L’hypergamie à bout de souffle

Les applications de rencontre pourraient-elles également avoir joué un rôle? De plus en plus nombreux, les couples formés grâce à Tinder, Bumble ou Hinge ne sont généralement pas issus du même cercle social et pourraient ainsi tendre vers davantage d’hétérogamie éducative. «Théoriquement, les applications permettent de rencontrer un peu n’importe qui, confirme Jacques Marquet. Mais dans la pratique, on observe qu’une grande partie des “couples Tinder” restent homogames, car les utilisateurs de ces plateformes cherchent des personnes dotés d’intérêts similaires. Or, le goût pour telle activité et pas l’autre est une construction sociale, qui dépend du milieu socio-culturel dans lequel l’individu a grandi.»

Comme évoqué, l’hypogamie féminine, bien qu’en progression, n’a pas (encore) détrôné le modèle dominant de l’homogamie. Dans La Sexualité qui vient. Jeunesse et relations intimes après #MeToo, la sociologue Marie Bergström note d’ailleurs que, même pour les coups d’un soir, 47% des partenaires de 18 à 29 ans ont le même niveau de diplôme.

L’hypogamie a toutefois largement supplanté l’hypergamie, permettant aux femmes une émancipation progressive des rôles traditionnels. «Les unions hypogames confèrent aux femmes un certain pouvoir, ou du moins une capacité de négociation supérieure dans la répartition des tâches éducationnelles et domestiques, souligne Mireille Le Guen.

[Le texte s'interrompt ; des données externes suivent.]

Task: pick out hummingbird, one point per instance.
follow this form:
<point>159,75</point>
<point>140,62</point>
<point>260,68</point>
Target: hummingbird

Ca ne veut pas dire qu’elles en font moins que les hommes en situation d’hypergamie, mais elles sont en tout cas en meilleure posture de négociation.»

Une diplôme insuffisant

Mais un niveau de diplomation supérieur n’est pas systématiquement synonyme d’une inversion totale de ces rôles. «Le statut d’étudiante ou de diplômée ne suffit pas en lui-même à offrir une position de supériorité au sein du couple, ni une plus grande facilité à renégocier les rôles, pointe à nouveau l’étude du Crest. Seule l’activité professionnelle semble avoir un certain effet en ce sens, du moins lorsque les revenus de la femme sont assez élevés par rapport à ceux de l’homme.» Or, même bardée de diplômes, les femmes continuent (par conformisme ou désir personnel) d’opter pour des carrières davantage compatibles avec la maternité. Et donc à occuper des postes à moindre responsabilité ou moins bien rémunérés. Dans plus d’un couple hétérosexuel belge sur quatre (26,2%), l’homme est occupé à temps plein alors que la femme travaille à temps partiel, selon les données de Statbel. A ambition professionnelle égale à celle des hommes, les femmes se heurtent en outre davantage au plafond de verre et aux inégalités salariales.

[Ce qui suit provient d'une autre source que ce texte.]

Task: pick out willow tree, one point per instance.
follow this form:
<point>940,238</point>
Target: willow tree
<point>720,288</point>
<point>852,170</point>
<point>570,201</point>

Dans certains cas, l’homme –bien que moins diplômé– peut également rechigner à l’implication professionnelle de son épouse. Soit par ego masculiniste: pour certains hommes, l’idée que sa partenaire gagne mieux sa vie reste insupportable. Soit par conservatisme ancré dans le couple. «Les hommes moins diplômés ont tendance à avoir une conception plus traditionnelle du genre, ce qui pourrait suggérer que les femmes très diplômées qui les épousent partagent également ces visions», souligne une étude menée par Nadia Steiber, chercheuse à l’Université de Vienne. En Belgique, 14,2% des couples hétérosexuels reposent toujours sur le modèle «homme occupé à temps plein – femme sans emploi». Bref, l’hypogamie féminine est encore loin d’avoir renversé la vapeur.